I bet both your son and his partner have to work to afford their 2-bed house and that they both drive to work.

OK, maybe they don't work in London, but their presence on the road adds to congestion all the same.

Cheers

Whirls

eal401
27th Sep 2005, 06:58
starts with such decisions as to where to live vis a vis one's job.
So, by choosing to live where I can afford to buy a house as opposed to throwing ludicrous amounts of money away in rent, I have no right to travel to visit my parents in Winchester? A journey that by train costs anything up to four times as much as by car?

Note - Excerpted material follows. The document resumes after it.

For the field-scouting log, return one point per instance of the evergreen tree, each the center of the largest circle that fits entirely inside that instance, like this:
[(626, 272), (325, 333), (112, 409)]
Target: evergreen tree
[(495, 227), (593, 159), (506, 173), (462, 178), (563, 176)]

Hmmmm, I wonder where the flaw is in that suggestion?

teeteringhead
27th Sep 2005, 08:38
the first mandatory levy on drivers using Britainís motorway network. ... what about £4.80 to cross the Severn on either the M4 or M48??? And there's not even a non-motorway alternative without an extensive diversion.....

Whirlygig
27th Sep 2005, 08:57
...and there's the toll-bridges near Pangbourne and Eynsham!! The latter costs 5p. :O

It's not a new concept; just the reason behind it. Tolls were previously levied in order to pay for the construction, this toll (along with the congestion charge in London) is being done to discourage traffic and not pay for road improvement.

Cheers

Whirls

patdavies
27th Sep 2005, 09:26
Until these and other issues can be addressed, there will be no alleviation to the traffic problem in the South of England. As someone who comes from Newbury, I know about congestion!

However, the congestion relief that was given to us by the Bypass has now gone. I would reckon the traffic in Newbury now is as bad as it was seven years ago. A Bypass built at a cost of millions, beautiful countrside destroyed and Sites of Scientific Interest ploughed over. Civil War battlefields are now under tarmac. All for seven years relief from congestion.

Sorry Whirls, I live in Newbury and the traffic now is nothing like the pre-bypass traffic.

Pre-bypass. it was not unusual to queue all the way along the Newtown straight and traffic would be solid on the Sandleford Link. Southbound traffic started queing well north of the current Vodafine roundabout.

There is a little congestion in either direction at the Sainsbury's roundabout, but suprisingly this flows very well when the traffic lights have failed. This congestion could easily be removed by building a two-lane flyover for light traffic going straight north-south or south-north.

Whirlygig
27th Sep 2005, 10:45
patdavies, I only moved three months ago so I'm not that out of date. I lived in Compton and came down the B4009 to the town centre - THAT queue was as bad, if not worse, than 10 years ago!! Trust me!!

All the Newbury Bypass did was shove the traffic problem north to the A34/M4 junction. They solved that by constructing an underpass. This will then shove the traffic problem to the next bottleneck which is probably Oxford/Bicester. Much of the original trafiic problem in Newbury occurred after the construction of Twyford Down cutting and demolition of the Hockley Lights near Winchester (which pushed the problem north to us!).

There ain't no easy solution to traffic congestion but, I would suggest that instead of starting with pricing, we start with employers' attitudes and ethics with respect to current work practices.

Whilst companies still insist on being based in London or the South-East, then there will always be congestion in that City. There seems to be a penchant for businesses all being in the same location; business parks, trading estates etc. Retail parks out of town etc. Plus, of course, larger housing estates. So you drive from your housing estate to your business park and, at lunchtime, you drive from your business park to the retail park to get your lunch etc. I have found that many of these places are quite difficult and dangerous to walk around as they no longer cater for pedestrians. Now, where does that remind me of? Oh yeah... the USA!!

Cheers

Whirls

eal401
27th Sep 2005, 12:08
Much of the original trafiic problem in Newbury occurred after the construction of Twyford Down cutting and demolition of the Hockley Lights near Winchester (which pushed the problem north to us!).
Forgive me, but how does removing a hold-up create problems elsewhere? The Twyford Down cutting and the M4/A34 bypass has removed blockages, why would these turn up elsewhere?

Genuine question, I'm not an expert on traffic flow modelling!!